Kelsier hizo lo que le pedían, cerró la puerta y cortó el flujo de bruma blanca.
—La bruma no es lo que pensáis. La teméis demasiado.
—Los hombres que se aventuran en la bruma pierden el alma —susurró una mujer. Sus palabras conllevaban una pregunta. ¿Había caminado Kelsier entre las brumas? ¿Qué le había sucedido entonces a su alma?
Si supierais, pensó Kelsier.
—Bueno, supongo que esto significa que me quedo. —Hizo un gesto a un niño para que le acercara un taburete—. Menos mal… Hubiese sido una lástima haber tenido que marcharme antes de compartir mis noticias.
Más de una persona alzó la cabeza al oír el comentario. Este era el verdadero motivo por el que lo toleraban, la razón por la que los tímidos campesinos daban cobijo a un hombre como Kelsier, un skaa que desafiaba la voluntad del lord Legislador viajando de plantación en plantación. Podía ser un renegado, un peligro para la comunidad entera, pero traía noticias del mundo exterior.
—Vengo del norte —dijo Kelsier—. De tierras donde la mano del lord Legislador se nota menos.
Habló con voz clara y la gente se inclinó de forma inconsciente hacia él mientras hablaba. Al día siguiente, las palabras de Kelsier serían repetidas a los varios cientos de personas que vivían en otras chozas. Los skaa podían estar sometidos, pero eran unos chismosos incurables.
—Los lores locales gobiernan al oeste —dijo Kelsier— y distan mucho de tener la mano de hierro del lord Legislador y sus obligadores. Algunos de estos nobles lejanos están descubriendo que los skaa felices son mejores trabajadores que los skaa maltratados. Un hombre, lord Renoux, incluso ha ordenado a sus capataces que detengan los azotes no autorizados. Se comenta entre susurros que está pensando en pagar un salario a los skaa de sus plantaciones, como el que podrían ganar los artesanos de las ciudades.
—Tonterías —dijo Tepper.
—Mis disculpas —respondió Kelsier—. No sabía que el buen Tepper hubiese estado en los dominios de lord Renoux últimamente. ¿Cuando cenaste con él por última vez, te dijo algo que no me dijera a mí?
Tepper se ruborizó: los skaa no viajaban y, desde luego, no cenaban con lores.

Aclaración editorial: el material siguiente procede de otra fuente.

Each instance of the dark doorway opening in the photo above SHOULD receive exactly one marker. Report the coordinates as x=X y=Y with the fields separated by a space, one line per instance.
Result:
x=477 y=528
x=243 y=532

—Me tomas por tonto, viajero —dijo Tepper—, pero sé lo que estás haciendo. Tú eres el que llaman el Superviviente; esas cicatrices de tus brazos te delatan. Eres un provocador: viajas por las plantaciones sembrando el descontento. Te comes nuestra comida, cuentas tus grandes historias y tus mentiras y luego desapareces y dejas que la gente se las arregle con las grandes esperanzas que contagias a nuestros hijos.
Kelsier alzó una ceja.
—Vamos, vamos, buen Tepper —dijo—. Tus temores son de todo punto infundados. Mira, no tengo ninguna intención de comerme vuestra comida. Traigo la mía propia.
Con esas palabras, Kelsier arrojó su mochila al suelo ante la mesa de Tepper. La mochila se volcó y su contenido se desparramó. Buen pan, fruta e incluso unos cuantos embutidos curados quedaron a la vista.
Una pieza de fruta rodó por el suelo y chocó con suavidad contra el pie de Tepper. El maduro skaa observó la fruta, incrédulo.
—¡Eso es comida de nobles!
Kelsier hizo una mueca.
—Ni por asomo. ¿Sabes? Para ser un hombre de renombrado prestigio y rango, vuestro lord Tresting tiene un notable mal gusto. Su despensa es una vergüenza para su posición.
Tepper palideció aún más.
—Ahí es donde fuiste esta tarde —susurró—. Fuiste a la mansión… ¡Le robaste al amo!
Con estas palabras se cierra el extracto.